Time coordinate inside black hole horizon I am new to physics and was trying to learn more especially about general relativity.
The Schwarzschild metric, changes the sign of the time and radial parts of the metric once we cross the event horizon. Someone on stack exchange had noted that as a result inside the horizon the decrease in radius is the direction of increasing time.
My question is if radius (i.e space) becomes timelike due to change in metric sign, then does time also become spacelike. I mean can then inside the horizon one move freely in time?
NOTE: As far as my understanding of the linked question goes, that question is about cosmology of interiro of ablack hole (it asks about a spacetime originating form blackhole horizon). My question i think is different, its really more on the lines of time-travel.Since the signature of the time corrdinate is spacelike, it should behave like space and we should be able to move in it in the backward direction as we can in space.
Some say that it is a coordinate artifact, but I think the other coordinates dont tend to have the physical interpretation of time.(I may have understood it incorrectly)
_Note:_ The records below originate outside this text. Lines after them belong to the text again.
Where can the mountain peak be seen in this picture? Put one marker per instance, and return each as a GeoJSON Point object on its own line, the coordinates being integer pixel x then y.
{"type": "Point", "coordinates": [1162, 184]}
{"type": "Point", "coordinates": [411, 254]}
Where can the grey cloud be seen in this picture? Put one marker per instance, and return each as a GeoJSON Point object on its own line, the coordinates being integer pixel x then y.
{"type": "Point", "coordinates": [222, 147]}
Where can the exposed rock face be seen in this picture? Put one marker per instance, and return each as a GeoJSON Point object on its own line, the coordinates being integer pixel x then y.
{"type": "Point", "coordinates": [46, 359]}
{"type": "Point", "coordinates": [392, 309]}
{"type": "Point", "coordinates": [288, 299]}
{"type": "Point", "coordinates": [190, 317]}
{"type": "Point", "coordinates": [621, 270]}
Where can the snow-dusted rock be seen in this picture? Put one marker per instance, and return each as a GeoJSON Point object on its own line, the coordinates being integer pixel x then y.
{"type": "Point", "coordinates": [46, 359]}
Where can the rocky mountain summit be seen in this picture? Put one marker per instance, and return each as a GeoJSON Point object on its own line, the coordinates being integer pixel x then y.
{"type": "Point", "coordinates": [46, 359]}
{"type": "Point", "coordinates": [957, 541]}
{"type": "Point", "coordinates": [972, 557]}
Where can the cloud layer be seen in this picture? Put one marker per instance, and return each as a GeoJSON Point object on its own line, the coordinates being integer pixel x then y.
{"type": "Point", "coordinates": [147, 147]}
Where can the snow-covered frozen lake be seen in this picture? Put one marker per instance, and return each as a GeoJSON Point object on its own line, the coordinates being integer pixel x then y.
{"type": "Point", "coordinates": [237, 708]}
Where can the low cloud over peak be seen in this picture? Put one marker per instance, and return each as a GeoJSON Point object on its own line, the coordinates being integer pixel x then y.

 A: Yes, the "time" coordinate of Schwarzschild coordinates is spacelike inside the horizon (meaning a path of constant radial coordinate and varying time coordinate is a spacelike curve). But this is just an artifact of the coordinate system chosen, with no particular physical significance; in special relativity one could likewise design a non-inertial coordinate system where some coordinate switched from being timelike to being spacelike past some arbitrarily-chosen boundary. And if you use a coordinate system called Kruskal-Szekeres coordinates on the Schwarzschild black hole spacetime, rather than Schwarzschild coordinates, then the radial coordinate is spacelike both inside and outside the horizon, and the time coordinate is timelike both inside and outside (another nice feature of these coordinates is that all light rays moving in a radial direction are represented as straight lines 45 degrees from the vertical, just as in inertial frames in SR, so the light cone structure is obvious).